I had my implant activated four weeks after surgery. Those four weeks were hard because I was so anxious about if the implant would work. The side that was implanted felt very plugged up and hearing people during that time was even more of a struggle than usual. I asked the ENT about this and she said it was from fluid during surgery and it would go away within a few weeks.

The good news was I actually did keep some residual hearing in my right ear (sometimes you lose all residual hearing after implantation). My husband reminded me to hold strong to my faith and that no matter what the outcome God was in control and we would get through it. For me, having a strong support system with my husband and my mom has been crucial.

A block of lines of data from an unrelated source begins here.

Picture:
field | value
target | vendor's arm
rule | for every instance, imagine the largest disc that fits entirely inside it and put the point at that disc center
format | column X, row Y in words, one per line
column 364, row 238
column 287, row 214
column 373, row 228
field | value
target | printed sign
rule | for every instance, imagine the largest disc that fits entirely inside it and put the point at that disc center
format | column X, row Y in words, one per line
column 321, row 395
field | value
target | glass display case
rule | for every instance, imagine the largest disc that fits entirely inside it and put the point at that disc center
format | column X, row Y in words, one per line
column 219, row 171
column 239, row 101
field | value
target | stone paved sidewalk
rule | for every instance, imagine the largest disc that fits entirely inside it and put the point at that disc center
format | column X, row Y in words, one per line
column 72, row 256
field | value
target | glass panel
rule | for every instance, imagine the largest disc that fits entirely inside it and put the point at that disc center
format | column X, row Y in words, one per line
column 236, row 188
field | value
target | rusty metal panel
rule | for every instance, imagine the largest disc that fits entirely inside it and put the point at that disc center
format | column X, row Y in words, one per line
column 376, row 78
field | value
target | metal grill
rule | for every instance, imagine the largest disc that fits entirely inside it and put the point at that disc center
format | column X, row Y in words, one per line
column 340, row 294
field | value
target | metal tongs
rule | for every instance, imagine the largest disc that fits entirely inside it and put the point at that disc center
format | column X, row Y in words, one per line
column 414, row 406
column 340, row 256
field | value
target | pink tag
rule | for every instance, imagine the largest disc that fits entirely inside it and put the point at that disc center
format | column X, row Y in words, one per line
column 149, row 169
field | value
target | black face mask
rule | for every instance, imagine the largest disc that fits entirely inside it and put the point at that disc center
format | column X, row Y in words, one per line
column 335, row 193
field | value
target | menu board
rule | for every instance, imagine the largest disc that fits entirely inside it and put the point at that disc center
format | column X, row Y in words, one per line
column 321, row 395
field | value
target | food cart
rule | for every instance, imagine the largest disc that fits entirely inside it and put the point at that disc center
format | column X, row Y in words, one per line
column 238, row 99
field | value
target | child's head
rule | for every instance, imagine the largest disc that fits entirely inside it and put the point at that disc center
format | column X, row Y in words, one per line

My mom went with me on my activation day. The audiologist told me all about the processor and showed me how to put it on. She told me to count the number of beeps I heard when she played a series of beeps. At first, I did not hear any beeps. I was so nervous and was on the verge of getting very emotional. Then, I started to hear them. We went through this several times where I counted the number of beeps and then we did something where she played a beep and I had to tell her if it was very soft, just right, or very loud. This process is called “mapping.” MAPs are programs that help to optimize the CI user’s access to sound by adjusting the input to the electrodes on the array that is implanted into the cochlea. After we finished, she said some words, and I had to repeat back what she said. I got them all right! On the drive to our home, I could hear EVERY word that my mom said. This would have never have happened before as the noise of the car always made it hard for me to have a conversation. At first, voices sounded a little strange, like Mickey Mouse but I had expected this and knew that it would get better.

How often do you have to return for programming tune-ups?

The first time I went back was two weeks after activation. Then a month after that. At this point, I will go every three months.

How would you rate your ability to understand speech or hear music now? Has there been an improvement over time?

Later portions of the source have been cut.